Kairos Alive, founded by dancer/choreographer Maria Genné, has been working on ending elder isolation and reinvigorating community well-being through the performing arts for 20 years. WIth partners and sites as diverse as: East Side Neighborhood Services, American Swedish Institute (ASI), Centro Tyrone Guzman, Hawthorne Neighborhood Council, Highland Friendship Club, and the VA Health Care System, participants can be guaranteed a free, ADA accessible, and welcoming event that allows participants to move and enjoy live music from professional Twin Cities musicians. And while elders are certainly held at the center of these events, the emphasis is on engaging multi-generational communities. With Kairos Alive!’s Choreography of Care™ model, a design that is based in the latest medical research, the impact on individuals is nothing short of inspiring.
At Kairos Alive!’s most recent Intergenerational Dance Hall™ at Orchestra Hall on March 1st, they had participants from all over the Twin Cities — including Hmong elders from Park Elder, Volunteers of America, elders from Centro Tyrone Guzman and Minneapolis American Indian Center and many patrons of the Minnesota Orchestra — dancing together to Hot Club Swing played by the Carluster Crumplebee Orchestra.
Michael Mossaad, the Learning and Engagement Coordinator at the Minnesota Orchestra said: “When you make music together, you create real strong social bonds together. It’s the same thing with dance – people who dance together tend to be really close. It’s a very cool thing that you [Kairos Alive!] are doing. There’s always been this, at least for me, idea of the arts as an influence on society, as well as being influenced by [society]. So with everything that happens in today’s society and with the increased tensions in some areas, having the arts be a source either as an outlet, or as a source for these dialogues is important and it’s necessary if we’re going to continue to be a relevant art form.”

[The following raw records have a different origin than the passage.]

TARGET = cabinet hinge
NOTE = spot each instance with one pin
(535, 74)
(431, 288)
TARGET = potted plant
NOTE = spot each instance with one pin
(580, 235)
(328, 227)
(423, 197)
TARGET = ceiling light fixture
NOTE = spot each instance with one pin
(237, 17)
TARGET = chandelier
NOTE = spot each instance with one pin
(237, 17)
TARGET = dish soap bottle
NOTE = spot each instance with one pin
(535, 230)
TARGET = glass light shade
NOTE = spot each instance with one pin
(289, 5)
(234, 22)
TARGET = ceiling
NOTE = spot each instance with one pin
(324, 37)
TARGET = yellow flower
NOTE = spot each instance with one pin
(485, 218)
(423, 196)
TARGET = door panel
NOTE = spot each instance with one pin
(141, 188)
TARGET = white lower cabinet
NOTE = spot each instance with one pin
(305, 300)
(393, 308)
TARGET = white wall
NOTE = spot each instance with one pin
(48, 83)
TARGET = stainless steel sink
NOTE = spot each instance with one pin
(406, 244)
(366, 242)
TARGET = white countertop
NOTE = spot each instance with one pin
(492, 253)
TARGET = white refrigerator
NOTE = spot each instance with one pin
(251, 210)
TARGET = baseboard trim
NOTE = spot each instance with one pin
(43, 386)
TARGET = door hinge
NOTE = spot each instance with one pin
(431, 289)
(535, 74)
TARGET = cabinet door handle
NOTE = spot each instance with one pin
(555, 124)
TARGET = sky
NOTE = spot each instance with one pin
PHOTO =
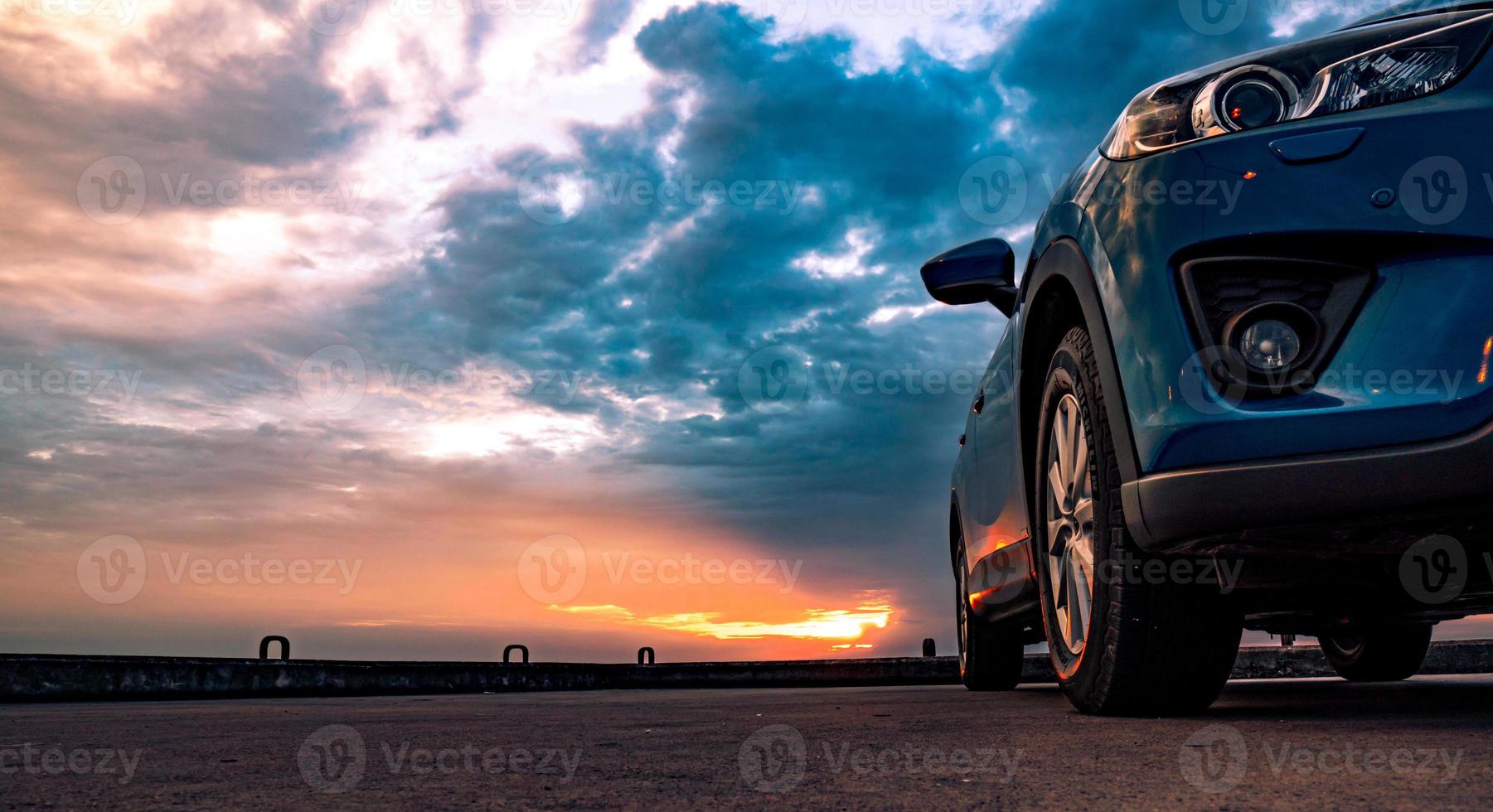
(411, 329)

Kairos Alive! Intergenerational Dance Hall™ Schedule:
Saturday, March 24th, 12:00 – 1:00 PM at Centro Tyrone Guzman
1915 Chicago Ave, Minneapolis, MN 55404
Tuesday, April 17, 7:00 – 8:00 PM at the Landmark Center with Highland Friendship Club
75 W 5th St, St Paul, MN 55102
Funding for these Kairos Alive! events comes from the Metropolitan Regional Arts Council, thanks to a legislative appropriation from the arts and cultural heritage fund, Allianz, and the Thorpe Family Foundation. Kairos is also funded through the Minnesota State Arts Board Operating Support grant , thanks also to a legislative appropriation from the arts and cultural heritage fund.